I'm sure the 787 wiring diagrams are out there if you want to investigate..I dumped the specifics of my types years ago.
What I can say is that generally speaking each engine has it's own main generator which feeds the main multiple, usually split, AC and DC busbars for supply of the whole aircraft and then often tucked away each engine is running one or more secondary or back up generators.
I can't swear to it but I think each FADEC has it's own dedicated generator or taps into one of the secondary gens. Overall all the systems are highly compartmented.
The Air Transat case, though entirely different had a single pump which pumped fuel from one tank to the next.

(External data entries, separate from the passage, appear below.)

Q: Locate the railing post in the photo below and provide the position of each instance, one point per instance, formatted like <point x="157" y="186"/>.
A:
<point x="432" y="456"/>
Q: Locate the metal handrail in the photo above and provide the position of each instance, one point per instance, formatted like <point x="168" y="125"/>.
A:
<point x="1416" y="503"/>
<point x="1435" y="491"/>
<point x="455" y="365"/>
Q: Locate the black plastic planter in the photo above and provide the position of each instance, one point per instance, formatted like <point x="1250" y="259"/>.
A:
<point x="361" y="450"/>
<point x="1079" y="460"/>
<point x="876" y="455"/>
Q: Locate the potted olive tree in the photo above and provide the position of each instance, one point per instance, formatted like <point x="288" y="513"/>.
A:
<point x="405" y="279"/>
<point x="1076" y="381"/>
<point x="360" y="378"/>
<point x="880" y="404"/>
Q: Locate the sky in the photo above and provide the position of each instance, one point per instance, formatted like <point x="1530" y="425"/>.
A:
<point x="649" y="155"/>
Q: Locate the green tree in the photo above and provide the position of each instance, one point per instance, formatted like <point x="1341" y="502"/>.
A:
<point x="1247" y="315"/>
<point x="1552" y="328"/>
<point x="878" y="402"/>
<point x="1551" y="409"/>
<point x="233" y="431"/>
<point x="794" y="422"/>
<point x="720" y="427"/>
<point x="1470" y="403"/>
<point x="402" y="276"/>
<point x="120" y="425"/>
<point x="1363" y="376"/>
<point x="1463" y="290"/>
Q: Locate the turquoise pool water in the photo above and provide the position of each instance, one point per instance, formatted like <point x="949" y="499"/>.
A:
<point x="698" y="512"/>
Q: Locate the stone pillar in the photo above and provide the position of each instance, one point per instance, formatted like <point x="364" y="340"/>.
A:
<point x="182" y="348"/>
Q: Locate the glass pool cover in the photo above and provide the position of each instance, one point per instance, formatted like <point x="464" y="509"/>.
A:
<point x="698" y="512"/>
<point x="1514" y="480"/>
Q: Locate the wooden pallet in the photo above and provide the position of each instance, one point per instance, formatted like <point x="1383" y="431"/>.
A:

And the computer (this one programmed) there could not make a simple deduction that the rate of fuel loss was so excessive that no more fuel should be allowed to be pumped into the faulty tank.
Err, hang on, no...you are not characterising that at all correctly.
That accident is quite famous in the multi engined flying world because it became a classic "how not to manage a fuel imbalance"..and you can't pin that on computers or AI, it was a pure Human Factors stuff up.
The crew were presented with all the data they needed to handle the imbalance correctly and the system gave them clear warnings, but for some reason they made a decision and took a course of action (without reference to checklists) that led to them continuing to pump fuel into a leaking engine (and so over the side).